Now through the curving world I've found a path,
a geodesic in hyperbolic space,
diverging from all ordinary curves

and where the future merges with the past
I stand, my sword Vanessa in my hand
blocking my enemy's retreat

from this world to the last.


I

I counted up the gods and goddesses,
sitting upon the hill beneath the stars,
watching the turning earth, the turning skies

and came up one god short
one very important god, and not because
of might, or justice, wisdom--hardly love

for if Athena guides my singing blade
if Aphrodite holds my lover's hand
if Artemis lends her arrows, and if Zeus
grants me his wisdom,

if even the strange powers
that folk in deserts and on icy shores
of northern forests worship in the night
at least avoid me, if the prophets too
advise me each in his or her own light,
be it of war, be it of peace or be it
hallucinations of another life--
excuse me, I mean, intimations of
what they think might just yet turn out to be
immortality--amid their strife
if all of these give something back to me

what shall I say, what shall I say of he
who made this all, who made all this stuff up
as a parlor game--or was it to be free
of his encroaching death, that he made me?

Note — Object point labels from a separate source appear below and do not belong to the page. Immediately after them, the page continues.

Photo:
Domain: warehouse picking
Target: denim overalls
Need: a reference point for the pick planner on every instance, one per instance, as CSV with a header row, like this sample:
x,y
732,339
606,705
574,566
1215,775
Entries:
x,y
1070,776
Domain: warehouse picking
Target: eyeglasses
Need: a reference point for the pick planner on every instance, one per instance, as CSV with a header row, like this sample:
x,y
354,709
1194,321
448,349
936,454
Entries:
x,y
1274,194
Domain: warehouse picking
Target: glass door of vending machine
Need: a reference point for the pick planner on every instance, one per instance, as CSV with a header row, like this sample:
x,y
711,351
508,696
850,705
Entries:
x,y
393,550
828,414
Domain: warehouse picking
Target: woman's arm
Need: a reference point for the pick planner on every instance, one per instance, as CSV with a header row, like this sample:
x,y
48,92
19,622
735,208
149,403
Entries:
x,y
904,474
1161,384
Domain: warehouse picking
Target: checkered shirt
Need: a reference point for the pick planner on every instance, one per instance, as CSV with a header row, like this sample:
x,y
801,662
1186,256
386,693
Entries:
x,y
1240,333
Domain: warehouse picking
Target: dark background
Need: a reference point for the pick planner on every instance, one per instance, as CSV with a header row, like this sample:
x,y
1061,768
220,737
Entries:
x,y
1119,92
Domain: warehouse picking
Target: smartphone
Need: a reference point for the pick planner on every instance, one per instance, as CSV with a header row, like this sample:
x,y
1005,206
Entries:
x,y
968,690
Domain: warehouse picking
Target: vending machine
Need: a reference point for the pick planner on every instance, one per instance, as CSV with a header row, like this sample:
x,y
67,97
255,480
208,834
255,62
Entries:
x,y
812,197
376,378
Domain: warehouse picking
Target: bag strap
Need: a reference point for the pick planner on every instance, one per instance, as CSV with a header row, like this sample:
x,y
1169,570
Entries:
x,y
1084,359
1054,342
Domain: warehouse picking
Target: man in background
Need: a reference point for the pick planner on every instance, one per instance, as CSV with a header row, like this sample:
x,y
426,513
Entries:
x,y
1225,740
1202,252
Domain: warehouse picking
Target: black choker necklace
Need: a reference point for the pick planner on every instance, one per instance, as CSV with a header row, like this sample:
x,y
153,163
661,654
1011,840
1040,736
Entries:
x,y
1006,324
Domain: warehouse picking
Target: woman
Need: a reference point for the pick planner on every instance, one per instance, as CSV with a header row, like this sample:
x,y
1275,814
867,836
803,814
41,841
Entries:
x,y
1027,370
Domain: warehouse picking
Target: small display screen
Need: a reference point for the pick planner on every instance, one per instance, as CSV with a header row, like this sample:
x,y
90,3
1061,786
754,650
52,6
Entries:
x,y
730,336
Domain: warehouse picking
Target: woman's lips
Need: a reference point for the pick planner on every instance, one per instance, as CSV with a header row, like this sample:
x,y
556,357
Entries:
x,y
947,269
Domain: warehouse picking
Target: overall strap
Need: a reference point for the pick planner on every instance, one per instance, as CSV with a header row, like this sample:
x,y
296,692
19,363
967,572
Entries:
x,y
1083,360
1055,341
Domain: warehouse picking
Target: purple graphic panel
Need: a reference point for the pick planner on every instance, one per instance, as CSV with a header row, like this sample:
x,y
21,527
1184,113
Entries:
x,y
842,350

I look around my body and all I see
is the world, and nothing more
continuing as logically as before
from past thru present toward eternity

it all makes too much sense, if you
see what I mean, if you see what I mean then
you too are caught

in this vortex that I noticed
when I looked up into the sky and saw
the black point, from which no light could come

there, still point in the turning universe
the navel of creation, there I saw
that which could not be seen, supposedly,
by anyone like me--by those born here,
in the only world that certainly exists.

There at the end and center of all paths
spiralling up from the compact Haussdorff space
in which we're born, and where we crawl toward death

there stands the tower where Vivian awaits
there is the road that Flenon must traverse
there sits the Mathematician, in his web
catching and caught, for all finite time.


II

Long ago in the hills of Hartway's north,
the long dry rocky ridges fringed by pine,
among blond warriors I was born and raised,
among the Amazons of Dia's tribe.

My mother was a sailor, and to sea
she vanished, when I was a little girl.
Her mother, Dia, chieftain of our clan,
raised me from infancy to warriorhood.

Childhood, so swifty gone--childhood endures
forever though we live a million years.

Cold was the winter night
black the shadows of the moonlit woods
far, so far the stars in the sky's blue backdrop

but never so distant as the time of songs,
the ancient age when goddesses walked the lands,
Athena, Artemis and Aphrodite,
who taught Cerenta's daughters in the dawn

and Odflor and his Sirte ruled the Elves
and tended the broad garden of the Earth,
but their five sons fought all across the globe,
that globe of clay that changed shape underfoot.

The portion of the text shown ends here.